Comfortable, casual clothing that is lightweight is the best bet while on safari. It can be quite cool in the early mornings, so you'll want to dress warmly in layers, until the sun has a chance to warm up the air. "Kenya Convertibles", khaki pants with zip-off legs, are perfect for cool early morning game drives that turn warm before you're back in camp. Walking shorts, long pants, cotton shirts and tees are just right. A cotton bush jacket or wind-breaker will be useful along with a warm sweater or fleece jacket for the cool nights. And, a hat that ties on is a must. There is not a good deal of long walking or hiking on most safaris, so a comfortable pair of walking shoes or tennis shoes and a pair of sandals should be adequate. You will need thorn-proof soles.

In Kenya's major cities the dress code is conservative but not overly formal; jeans and decent tops for women are fine.  Swimsuits are acceptable on the beach but you’ll need to cover up in public places.


Internet Availability

Wi-Fi is readily available in major cities and hotels, as well as in luxury game lodges.
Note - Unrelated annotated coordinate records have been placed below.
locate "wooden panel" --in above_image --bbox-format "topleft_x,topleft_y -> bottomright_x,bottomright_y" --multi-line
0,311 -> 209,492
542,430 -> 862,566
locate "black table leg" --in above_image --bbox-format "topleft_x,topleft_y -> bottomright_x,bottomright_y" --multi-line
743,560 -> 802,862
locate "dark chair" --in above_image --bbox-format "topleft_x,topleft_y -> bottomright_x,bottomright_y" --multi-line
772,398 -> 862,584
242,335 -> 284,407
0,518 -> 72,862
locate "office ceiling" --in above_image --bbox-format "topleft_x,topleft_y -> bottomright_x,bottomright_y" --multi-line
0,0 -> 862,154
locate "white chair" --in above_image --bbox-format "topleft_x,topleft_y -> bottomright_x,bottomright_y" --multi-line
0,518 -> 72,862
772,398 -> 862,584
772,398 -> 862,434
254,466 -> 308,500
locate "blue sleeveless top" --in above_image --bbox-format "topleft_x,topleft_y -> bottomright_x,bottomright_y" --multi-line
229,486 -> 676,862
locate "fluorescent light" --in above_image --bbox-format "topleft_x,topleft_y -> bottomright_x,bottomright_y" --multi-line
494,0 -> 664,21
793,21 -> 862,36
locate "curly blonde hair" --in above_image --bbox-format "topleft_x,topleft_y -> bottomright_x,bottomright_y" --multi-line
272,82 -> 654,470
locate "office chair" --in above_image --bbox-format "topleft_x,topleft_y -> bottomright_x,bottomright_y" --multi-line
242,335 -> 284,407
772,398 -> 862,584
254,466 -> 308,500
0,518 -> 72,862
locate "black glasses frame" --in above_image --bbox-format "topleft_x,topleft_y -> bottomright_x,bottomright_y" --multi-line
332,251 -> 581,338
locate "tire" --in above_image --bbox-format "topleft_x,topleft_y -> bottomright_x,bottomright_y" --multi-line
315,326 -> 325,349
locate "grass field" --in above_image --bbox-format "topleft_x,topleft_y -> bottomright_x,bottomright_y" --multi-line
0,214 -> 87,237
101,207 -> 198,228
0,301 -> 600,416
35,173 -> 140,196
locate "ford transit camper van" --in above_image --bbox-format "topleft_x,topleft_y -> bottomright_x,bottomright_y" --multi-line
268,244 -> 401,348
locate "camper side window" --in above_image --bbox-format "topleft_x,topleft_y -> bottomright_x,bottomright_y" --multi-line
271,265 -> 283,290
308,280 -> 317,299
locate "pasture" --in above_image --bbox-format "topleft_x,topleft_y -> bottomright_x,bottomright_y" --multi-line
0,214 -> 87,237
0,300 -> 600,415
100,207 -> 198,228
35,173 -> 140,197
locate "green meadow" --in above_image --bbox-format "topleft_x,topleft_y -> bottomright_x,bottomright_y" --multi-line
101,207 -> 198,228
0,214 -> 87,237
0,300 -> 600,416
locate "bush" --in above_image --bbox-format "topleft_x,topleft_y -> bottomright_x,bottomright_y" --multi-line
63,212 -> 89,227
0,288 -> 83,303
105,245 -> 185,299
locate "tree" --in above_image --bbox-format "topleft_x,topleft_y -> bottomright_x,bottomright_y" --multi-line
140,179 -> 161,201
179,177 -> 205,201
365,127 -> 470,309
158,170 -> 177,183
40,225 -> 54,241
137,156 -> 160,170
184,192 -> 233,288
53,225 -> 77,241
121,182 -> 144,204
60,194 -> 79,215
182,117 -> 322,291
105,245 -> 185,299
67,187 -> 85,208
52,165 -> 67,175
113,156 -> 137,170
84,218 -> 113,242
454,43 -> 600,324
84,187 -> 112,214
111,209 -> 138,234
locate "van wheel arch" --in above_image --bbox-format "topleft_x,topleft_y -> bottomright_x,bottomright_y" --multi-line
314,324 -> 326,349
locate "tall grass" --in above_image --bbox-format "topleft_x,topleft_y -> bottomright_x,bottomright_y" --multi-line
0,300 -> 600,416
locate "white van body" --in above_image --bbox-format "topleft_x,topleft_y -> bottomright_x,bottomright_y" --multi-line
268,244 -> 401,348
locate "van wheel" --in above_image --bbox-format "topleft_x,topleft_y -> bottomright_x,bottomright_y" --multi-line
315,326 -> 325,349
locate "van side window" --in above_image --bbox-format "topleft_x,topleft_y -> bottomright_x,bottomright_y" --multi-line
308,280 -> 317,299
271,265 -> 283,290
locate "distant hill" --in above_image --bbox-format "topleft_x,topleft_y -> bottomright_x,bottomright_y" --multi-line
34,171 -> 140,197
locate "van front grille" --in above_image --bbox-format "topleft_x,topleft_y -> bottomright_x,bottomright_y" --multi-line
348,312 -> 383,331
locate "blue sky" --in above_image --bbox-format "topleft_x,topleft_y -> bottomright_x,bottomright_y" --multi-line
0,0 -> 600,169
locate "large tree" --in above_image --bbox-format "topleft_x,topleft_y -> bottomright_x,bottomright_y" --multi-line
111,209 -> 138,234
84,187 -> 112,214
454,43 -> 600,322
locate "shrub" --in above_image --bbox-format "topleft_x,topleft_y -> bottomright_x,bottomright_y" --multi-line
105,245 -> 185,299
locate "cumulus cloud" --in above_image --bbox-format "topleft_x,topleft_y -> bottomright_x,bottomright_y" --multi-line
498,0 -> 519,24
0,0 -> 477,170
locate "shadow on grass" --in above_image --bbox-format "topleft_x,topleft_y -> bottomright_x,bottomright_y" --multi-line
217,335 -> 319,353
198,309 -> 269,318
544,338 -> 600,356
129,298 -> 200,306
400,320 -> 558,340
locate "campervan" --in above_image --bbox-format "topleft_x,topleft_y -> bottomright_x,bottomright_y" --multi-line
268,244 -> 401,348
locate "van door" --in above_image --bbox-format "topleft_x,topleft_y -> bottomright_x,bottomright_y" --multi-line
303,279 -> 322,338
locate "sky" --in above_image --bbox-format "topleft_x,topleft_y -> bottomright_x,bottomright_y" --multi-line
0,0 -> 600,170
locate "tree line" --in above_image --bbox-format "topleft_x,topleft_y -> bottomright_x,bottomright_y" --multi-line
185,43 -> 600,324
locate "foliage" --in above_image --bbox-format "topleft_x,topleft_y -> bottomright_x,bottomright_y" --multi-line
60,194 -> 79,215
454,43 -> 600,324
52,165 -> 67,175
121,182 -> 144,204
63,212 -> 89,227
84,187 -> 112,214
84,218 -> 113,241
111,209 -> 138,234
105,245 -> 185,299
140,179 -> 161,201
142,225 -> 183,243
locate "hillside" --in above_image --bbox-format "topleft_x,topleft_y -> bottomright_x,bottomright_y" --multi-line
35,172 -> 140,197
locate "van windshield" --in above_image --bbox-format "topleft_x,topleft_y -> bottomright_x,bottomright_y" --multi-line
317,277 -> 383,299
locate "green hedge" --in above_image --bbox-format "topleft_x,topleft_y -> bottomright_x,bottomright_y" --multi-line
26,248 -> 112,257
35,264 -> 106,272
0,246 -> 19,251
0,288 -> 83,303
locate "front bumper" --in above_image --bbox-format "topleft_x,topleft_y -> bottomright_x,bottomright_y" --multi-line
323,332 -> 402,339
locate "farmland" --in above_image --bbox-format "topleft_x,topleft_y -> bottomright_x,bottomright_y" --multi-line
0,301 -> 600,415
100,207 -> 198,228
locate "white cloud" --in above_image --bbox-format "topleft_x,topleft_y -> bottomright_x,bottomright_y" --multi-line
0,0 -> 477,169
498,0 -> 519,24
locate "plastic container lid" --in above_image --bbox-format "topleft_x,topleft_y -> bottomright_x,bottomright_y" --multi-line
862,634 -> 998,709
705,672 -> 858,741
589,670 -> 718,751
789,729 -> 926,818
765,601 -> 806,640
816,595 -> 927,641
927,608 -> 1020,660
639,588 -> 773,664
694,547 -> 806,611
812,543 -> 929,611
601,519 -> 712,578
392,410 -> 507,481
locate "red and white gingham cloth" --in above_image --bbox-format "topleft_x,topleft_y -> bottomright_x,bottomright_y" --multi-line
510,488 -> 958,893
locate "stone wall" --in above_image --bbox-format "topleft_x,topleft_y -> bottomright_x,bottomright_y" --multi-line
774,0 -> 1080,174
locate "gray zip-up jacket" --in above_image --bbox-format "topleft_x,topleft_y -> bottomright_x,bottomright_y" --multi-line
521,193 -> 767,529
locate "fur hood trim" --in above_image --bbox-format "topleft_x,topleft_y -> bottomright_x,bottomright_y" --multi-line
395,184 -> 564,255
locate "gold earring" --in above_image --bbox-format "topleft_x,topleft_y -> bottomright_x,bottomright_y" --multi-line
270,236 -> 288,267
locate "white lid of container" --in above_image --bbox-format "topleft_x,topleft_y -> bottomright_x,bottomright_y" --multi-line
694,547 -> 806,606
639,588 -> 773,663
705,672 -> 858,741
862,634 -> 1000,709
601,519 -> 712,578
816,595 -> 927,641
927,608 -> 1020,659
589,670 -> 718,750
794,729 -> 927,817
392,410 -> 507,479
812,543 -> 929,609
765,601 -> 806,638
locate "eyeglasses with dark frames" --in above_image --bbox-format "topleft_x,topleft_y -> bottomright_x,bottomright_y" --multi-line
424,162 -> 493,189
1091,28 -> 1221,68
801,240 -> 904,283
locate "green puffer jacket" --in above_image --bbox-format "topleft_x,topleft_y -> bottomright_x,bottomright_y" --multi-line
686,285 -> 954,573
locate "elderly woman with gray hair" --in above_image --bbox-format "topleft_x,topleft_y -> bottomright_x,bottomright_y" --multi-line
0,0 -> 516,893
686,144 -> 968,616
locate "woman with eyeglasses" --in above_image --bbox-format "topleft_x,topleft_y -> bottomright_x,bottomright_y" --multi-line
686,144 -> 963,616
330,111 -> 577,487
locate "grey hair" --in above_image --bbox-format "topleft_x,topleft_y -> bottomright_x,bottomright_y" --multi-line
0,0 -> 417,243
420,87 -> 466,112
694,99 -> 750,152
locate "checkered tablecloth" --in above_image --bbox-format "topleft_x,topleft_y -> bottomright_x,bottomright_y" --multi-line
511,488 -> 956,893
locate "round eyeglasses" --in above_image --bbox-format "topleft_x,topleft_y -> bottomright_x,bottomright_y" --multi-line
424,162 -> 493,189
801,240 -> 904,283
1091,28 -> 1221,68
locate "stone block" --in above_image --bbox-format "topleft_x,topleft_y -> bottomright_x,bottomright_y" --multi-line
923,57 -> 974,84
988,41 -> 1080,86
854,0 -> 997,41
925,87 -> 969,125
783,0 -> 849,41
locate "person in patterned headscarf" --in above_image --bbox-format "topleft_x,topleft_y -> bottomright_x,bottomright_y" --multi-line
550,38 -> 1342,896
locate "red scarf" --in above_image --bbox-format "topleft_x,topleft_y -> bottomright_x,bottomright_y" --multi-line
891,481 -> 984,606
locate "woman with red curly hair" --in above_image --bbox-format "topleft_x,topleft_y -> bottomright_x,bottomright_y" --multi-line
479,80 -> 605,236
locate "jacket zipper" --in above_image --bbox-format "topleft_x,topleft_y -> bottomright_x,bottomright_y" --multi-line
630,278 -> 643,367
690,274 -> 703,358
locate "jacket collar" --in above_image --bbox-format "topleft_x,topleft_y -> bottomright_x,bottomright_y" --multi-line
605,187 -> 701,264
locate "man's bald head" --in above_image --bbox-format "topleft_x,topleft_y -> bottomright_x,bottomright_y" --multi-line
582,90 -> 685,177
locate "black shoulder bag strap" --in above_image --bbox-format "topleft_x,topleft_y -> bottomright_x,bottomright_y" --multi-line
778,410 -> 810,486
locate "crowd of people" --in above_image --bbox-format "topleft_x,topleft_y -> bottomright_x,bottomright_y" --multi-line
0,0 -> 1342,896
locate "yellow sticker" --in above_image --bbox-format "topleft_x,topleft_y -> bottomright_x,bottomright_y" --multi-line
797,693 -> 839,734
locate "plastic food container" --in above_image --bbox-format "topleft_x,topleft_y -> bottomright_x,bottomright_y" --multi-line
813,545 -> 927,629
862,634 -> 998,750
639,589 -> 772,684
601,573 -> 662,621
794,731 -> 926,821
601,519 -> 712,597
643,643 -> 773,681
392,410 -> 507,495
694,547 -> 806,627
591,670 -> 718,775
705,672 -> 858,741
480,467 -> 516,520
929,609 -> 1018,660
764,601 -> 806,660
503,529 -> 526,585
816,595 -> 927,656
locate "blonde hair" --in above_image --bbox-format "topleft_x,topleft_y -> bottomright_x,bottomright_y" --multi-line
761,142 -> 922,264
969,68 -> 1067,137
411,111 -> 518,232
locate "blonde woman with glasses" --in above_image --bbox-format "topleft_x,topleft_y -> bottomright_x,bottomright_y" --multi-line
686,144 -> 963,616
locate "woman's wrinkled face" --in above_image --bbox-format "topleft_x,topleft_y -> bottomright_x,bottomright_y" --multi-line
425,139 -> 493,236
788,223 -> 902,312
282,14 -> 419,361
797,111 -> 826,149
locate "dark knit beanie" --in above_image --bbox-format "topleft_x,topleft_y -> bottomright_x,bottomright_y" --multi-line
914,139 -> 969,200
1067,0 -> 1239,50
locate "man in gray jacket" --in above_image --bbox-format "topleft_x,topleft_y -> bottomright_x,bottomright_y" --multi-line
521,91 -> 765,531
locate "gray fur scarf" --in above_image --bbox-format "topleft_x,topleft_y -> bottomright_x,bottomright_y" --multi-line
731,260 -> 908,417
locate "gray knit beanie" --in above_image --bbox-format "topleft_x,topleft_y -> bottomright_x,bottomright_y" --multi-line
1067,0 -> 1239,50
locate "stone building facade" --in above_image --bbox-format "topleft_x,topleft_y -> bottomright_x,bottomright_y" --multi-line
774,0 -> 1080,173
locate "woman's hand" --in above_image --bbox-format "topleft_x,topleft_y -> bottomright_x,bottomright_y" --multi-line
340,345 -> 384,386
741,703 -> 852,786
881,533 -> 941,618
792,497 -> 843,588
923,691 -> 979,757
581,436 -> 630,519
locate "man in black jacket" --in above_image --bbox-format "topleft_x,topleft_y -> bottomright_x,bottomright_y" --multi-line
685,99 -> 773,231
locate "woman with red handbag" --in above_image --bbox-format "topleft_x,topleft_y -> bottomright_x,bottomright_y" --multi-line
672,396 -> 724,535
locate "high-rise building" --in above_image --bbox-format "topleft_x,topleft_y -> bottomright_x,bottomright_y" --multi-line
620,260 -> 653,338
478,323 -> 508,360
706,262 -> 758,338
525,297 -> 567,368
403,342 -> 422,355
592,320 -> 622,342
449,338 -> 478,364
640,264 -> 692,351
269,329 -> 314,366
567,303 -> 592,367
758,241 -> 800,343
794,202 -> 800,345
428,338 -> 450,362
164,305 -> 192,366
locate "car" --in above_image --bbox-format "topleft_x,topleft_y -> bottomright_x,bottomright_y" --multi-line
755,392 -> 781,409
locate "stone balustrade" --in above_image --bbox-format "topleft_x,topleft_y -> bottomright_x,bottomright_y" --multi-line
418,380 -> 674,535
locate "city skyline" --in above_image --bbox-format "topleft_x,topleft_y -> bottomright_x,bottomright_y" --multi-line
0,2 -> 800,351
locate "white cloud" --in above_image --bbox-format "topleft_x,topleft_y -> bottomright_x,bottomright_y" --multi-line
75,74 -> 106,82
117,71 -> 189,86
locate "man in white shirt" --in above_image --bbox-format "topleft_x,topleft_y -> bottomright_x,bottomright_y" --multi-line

Electricity and Plug Standards

Electric Power is 220V-240V running at 50Hz. The plug type used in Kenya is the 3 large flat prong (UK). If your appliances are compatible with 220V-240V electrical output, an adapter is all that you will need, if not a voltage converter will be necessary. 


General Guidance

Kenya lies on the Equator, therefore our dry and wet seasons have stable and pleasant temperatures, and allow for year round Safaris and game viewing. The perfect climate!

Many parts of the country are at altitudes of 2000m (6000 feet); these highlands e.g. Laikipia, Mathews Range, Masai Mara, experience a cool and temperate climate, with warm, dry sunny days, and chilly evenings.

Lower regions at 1200m (3800 feet), which include the semi-desert areas of Samburu/Shaba, Meru and the coastal strip, can reach a dry and comfortable 35°C (95°F) during the day, with cool and pleasant evenings.

The hottest months of the year in Kenya are from December through to March, with the coldest months being in July and August. Kenya’s long rains are during the months of April and May, however, we still experience sunny days. The short rains are in November. Some of the smaller bush camps close during the wet seasons of April, May and November.